On January 9, 2015, an article in The New York Times stated that about 12 percent of the plastic litter collected from southern Lake Michigan in 2013 was from microfibers. There’s also a chance that fibers are in drinking water piped from the lakes. And in an initial sampling around Bozeman, a high level of microplastics along the Gallatin River was discovered. The watershed begins in Yellowstone National Park and is a headwater for the Missouri River.

Plastic microfibers are even more plentiful in lakes and rivers than shampoo and body-wash microbeads. ©Ryan Hagerty/USFWS

Is going natural the answer?

Some say that the answer is to go back to natural fibers, such as bamboo, cotton, hemp, silk and wool. All derive from renewable sources, are intrinsically biodegradable and their fibers would not attract oily chemicals out of seawater.

But conventionally gown cotton, for instance, relies heavily on fertilizers and pesticides, requires significantly more water to produce than synthetics and utilizes far more land. Even goose down has its drawbacks.

Yvon Chouinard, founder of the outdoor gear manufacturer Patagonia, likes to advance the idea that there’s no such thing as sustainability. We must accept the fact that making apparel does harm the environment. All consumer products have environmental impacts, and those repercussions have to be viewed across an article’s entire life cycle.
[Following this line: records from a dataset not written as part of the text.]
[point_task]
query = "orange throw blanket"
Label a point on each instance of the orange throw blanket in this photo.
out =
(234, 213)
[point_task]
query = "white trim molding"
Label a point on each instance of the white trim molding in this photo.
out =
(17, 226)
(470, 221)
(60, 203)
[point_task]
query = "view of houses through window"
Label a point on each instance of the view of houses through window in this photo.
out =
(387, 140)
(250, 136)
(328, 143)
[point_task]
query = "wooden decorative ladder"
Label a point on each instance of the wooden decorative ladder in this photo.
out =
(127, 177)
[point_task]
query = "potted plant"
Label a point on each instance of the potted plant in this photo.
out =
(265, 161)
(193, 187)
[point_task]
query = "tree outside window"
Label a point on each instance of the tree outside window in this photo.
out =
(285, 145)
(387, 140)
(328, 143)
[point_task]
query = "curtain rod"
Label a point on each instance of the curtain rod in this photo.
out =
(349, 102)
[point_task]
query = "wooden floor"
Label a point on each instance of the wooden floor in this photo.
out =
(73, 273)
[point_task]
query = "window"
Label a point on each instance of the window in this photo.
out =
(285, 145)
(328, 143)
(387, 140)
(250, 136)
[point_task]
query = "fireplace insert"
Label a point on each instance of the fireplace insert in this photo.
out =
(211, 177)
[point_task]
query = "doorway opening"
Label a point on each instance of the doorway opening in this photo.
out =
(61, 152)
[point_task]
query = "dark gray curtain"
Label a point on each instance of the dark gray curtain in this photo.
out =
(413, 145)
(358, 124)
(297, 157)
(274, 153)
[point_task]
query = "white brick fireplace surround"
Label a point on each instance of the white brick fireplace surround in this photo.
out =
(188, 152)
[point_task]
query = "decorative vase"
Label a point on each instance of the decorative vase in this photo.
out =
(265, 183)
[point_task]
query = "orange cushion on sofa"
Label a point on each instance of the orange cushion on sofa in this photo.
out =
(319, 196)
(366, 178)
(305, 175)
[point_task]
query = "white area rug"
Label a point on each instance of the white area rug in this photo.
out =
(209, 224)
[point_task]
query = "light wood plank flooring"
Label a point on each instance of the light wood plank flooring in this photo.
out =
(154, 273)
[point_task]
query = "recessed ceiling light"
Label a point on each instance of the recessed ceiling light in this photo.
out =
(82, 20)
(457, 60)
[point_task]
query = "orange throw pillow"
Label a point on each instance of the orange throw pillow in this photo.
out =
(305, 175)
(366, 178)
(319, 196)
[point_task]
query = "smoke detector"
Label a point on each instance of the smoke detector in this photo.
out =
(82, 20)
So far, there is no miracle fiber that is both high performance and environmentally benign at the same time.

It seems that all consumer products have environmental impacts, up and down the food chain. ©John T. Andrews

I do know that now, as fall and winter approach in Wisconsin where I live, it’s going to get harder and harder to give up my fleece.

Do you think that it’s possible to have clothing made in a truly sustainable way? Does the convenience, performance and use of recycled plastic make synthetic fleece worth the impact it makes on the environment?